Professor's Sustainability Startup Named One of Time's Best Inventions of 2023
Time recently released its Best Inventions of 2023 list, highlighting 200 new products capable of making huge impacts, particularly in the fields of AI, green energy and sustainability. Equatic, a Los Angeles-based company co-founded by Erika La Plante, an assistant professor of materials science and engineering at the University of California, Davis, earned this year's accolade for its innovative decarbonization technology.
La Plante serves as head of measurement, reporting and verification, or MRV, and environmental impact assessment for Equatic. The startup accelerates and amplifies the ocean's natural ability to absorb and permanently store massive amounts of carbon with a process called electrolysis, in which an electrical current is sent through seawater. The company then uses direct air capture to pass atmospheric air through the processed seawater, removing carbon dioxide and creating hydrogen, a clean energy source.
"By having a single process that produces two valuable products, it allows us to dramatically reduce our costs and increase the long-term scalability of our technology," La Plante said on a panel on carbon capture, utilization and storage at the annual meeting of the Andlinger Center for Energy and the Environment.
Equatic came about during La Plante's term as a postdoctoral researcher, project scientist and lecturer at the University of California, Los Angeles.
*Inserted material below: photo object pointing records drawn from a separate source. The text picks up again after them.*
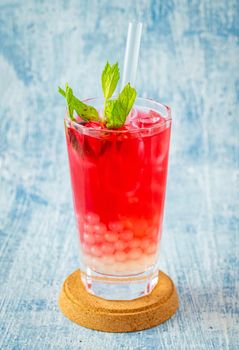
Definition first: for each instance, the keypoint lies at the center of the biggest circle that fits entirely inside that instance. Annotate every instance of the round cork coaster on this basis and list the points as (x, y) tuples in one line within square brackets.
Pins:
[(118, 316)]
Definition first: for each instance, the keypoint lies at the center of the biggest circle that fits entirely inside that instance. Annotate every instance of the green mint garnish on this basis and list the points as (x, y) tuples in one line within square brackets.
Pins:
[(109, 79), (117, 110), (84, 111)]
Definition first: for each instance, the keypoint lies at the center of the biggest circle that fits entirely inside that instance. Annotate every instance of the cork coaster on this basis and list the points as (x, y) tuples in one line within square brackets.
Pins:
[(118, 316)]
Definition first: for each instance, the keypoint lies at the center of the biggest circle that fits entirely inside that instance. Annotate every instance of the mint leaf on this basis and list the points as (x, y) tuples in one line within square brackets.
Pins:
[(117, 110), (84, 111), (109, 79)]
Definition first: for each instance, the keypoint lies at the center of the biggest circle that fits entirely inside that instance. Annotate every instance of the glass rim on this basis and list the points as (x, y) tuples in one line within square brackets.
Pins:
[(166, 119)]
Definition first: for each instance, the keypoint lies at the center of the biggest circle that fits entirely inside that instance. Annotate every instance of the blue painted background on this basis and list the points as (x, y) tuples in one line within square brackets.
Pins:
[(189, 60)]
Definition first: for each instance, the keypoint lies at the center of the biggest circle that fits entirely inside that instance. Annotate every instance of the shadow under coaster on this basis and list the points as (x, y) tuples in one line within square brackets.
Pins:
[(93, 312)]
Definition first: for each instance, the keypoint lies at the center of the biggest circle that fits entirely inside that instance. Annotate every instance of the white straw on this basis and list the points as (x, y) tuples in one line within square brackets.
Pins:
[(132, 53)]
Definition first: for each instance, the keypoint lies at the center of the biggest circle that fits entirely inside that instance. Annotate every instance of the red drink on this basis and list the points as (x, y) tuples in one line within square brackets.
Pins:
[(119, 182)]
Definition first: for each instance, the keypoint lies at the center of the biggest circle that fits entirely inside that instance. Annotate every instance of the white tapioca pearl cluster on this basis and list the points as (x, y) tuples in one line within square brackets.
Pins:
[(118, 246)]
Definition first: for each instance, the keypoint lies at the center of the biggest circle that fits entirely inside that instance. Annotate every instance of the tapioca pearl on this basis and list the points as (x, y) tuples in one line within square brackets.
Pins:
[(135, 253), (116, 226), (145, 243), (95, 250), (99, 228), (88, 238), (108, 259), (86, 248), (108, 248), (140, 227), (88, 228), (120, 256), (111, 237), (92, 218), (120, 245), (135, 243), (151, 249), (152, 231), (126, 235), (98, 238)]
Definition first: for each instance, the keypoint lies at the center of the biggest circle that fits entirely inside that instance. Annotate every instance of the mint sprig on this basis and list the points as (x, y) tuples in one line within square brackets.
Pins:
[(84, 111), (117, 110)]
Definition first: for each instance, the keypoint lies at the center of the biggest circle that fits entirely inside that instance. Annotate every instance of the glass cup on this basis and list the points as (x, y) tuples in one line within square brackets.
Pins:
[(119, 181)]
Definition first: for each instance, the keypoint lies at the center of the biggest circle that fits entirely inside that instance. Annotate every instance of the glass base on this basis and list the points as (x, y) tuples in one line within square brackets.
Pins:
[(119, 287)]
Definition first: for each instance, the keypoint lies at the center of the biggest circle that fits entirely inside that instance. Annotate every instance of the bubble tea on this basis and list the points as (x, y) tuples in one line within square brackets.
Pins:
[(119, 181)]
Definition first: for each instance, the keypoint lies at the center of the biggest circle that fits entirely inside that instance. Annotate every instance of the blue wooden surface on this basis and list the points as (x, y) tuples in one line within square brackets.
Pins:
[(188, 59)]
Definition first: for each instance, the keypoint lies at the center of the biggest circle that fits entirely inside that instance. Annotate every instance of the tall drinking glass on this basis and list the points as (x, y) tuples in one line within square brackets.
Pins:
[(119, 181)]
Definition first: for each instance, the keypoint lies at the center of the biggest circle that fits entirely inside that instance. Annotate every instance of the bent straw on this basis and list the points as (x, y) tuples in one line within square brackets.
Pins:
[(132, 53)]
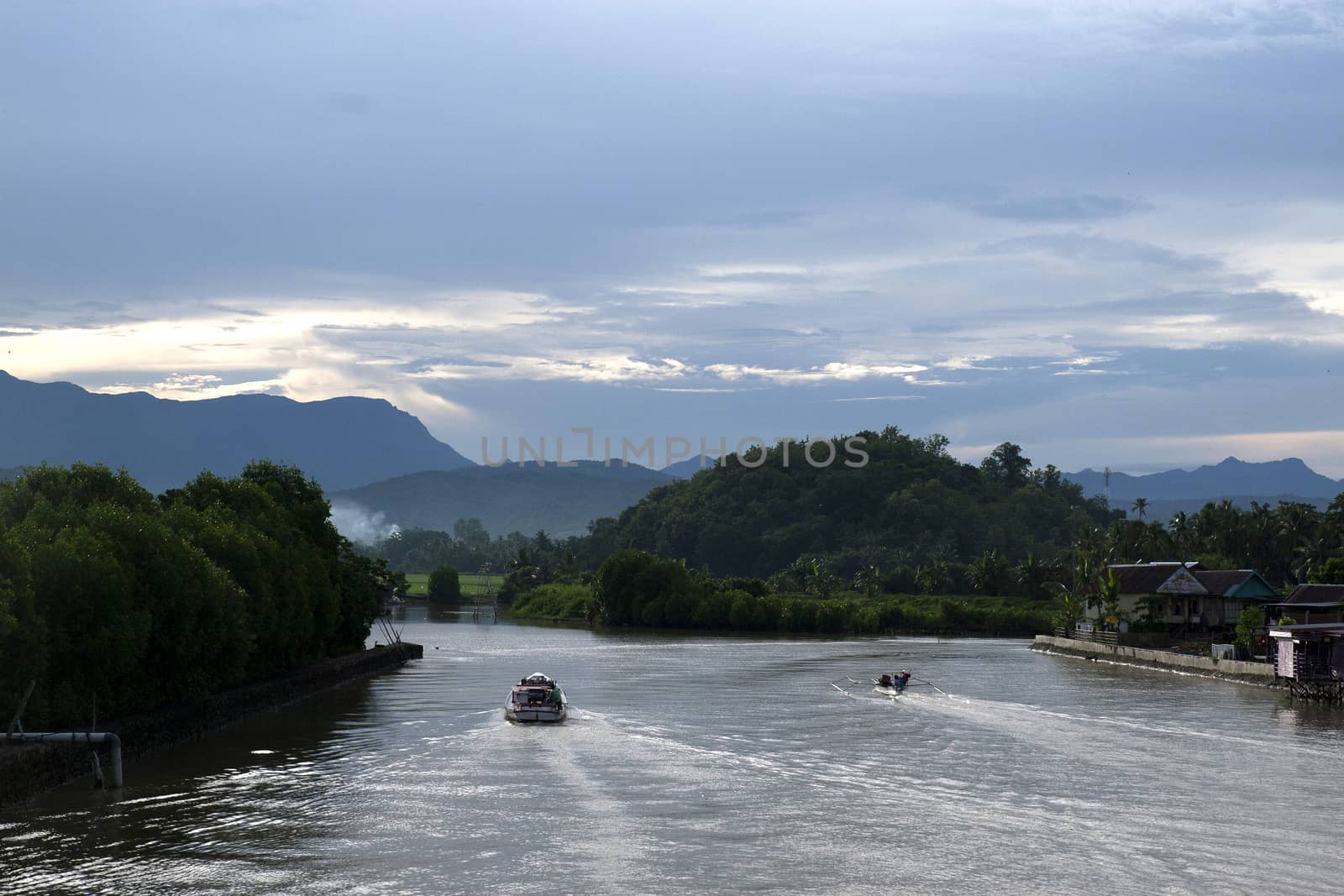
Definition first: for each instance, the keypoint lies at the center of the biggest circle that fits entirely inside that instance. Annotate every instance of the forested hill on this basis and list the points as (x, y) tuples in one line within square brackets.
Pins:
[(342, 443), (911, 504)]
Her research helped form the basis of Equatic's carbon removal technology, and she currently leads the company's efforts related to carbon dioxide equilibration inside the battery limit of the plant, allowing Equatic to accurately measure carbon removal down to the gram.
"We are delighted about this recognition from Time," she said of receiving the award, "and are excited to develop the technology further to reach gigatonne-scale carbon dioxide removal."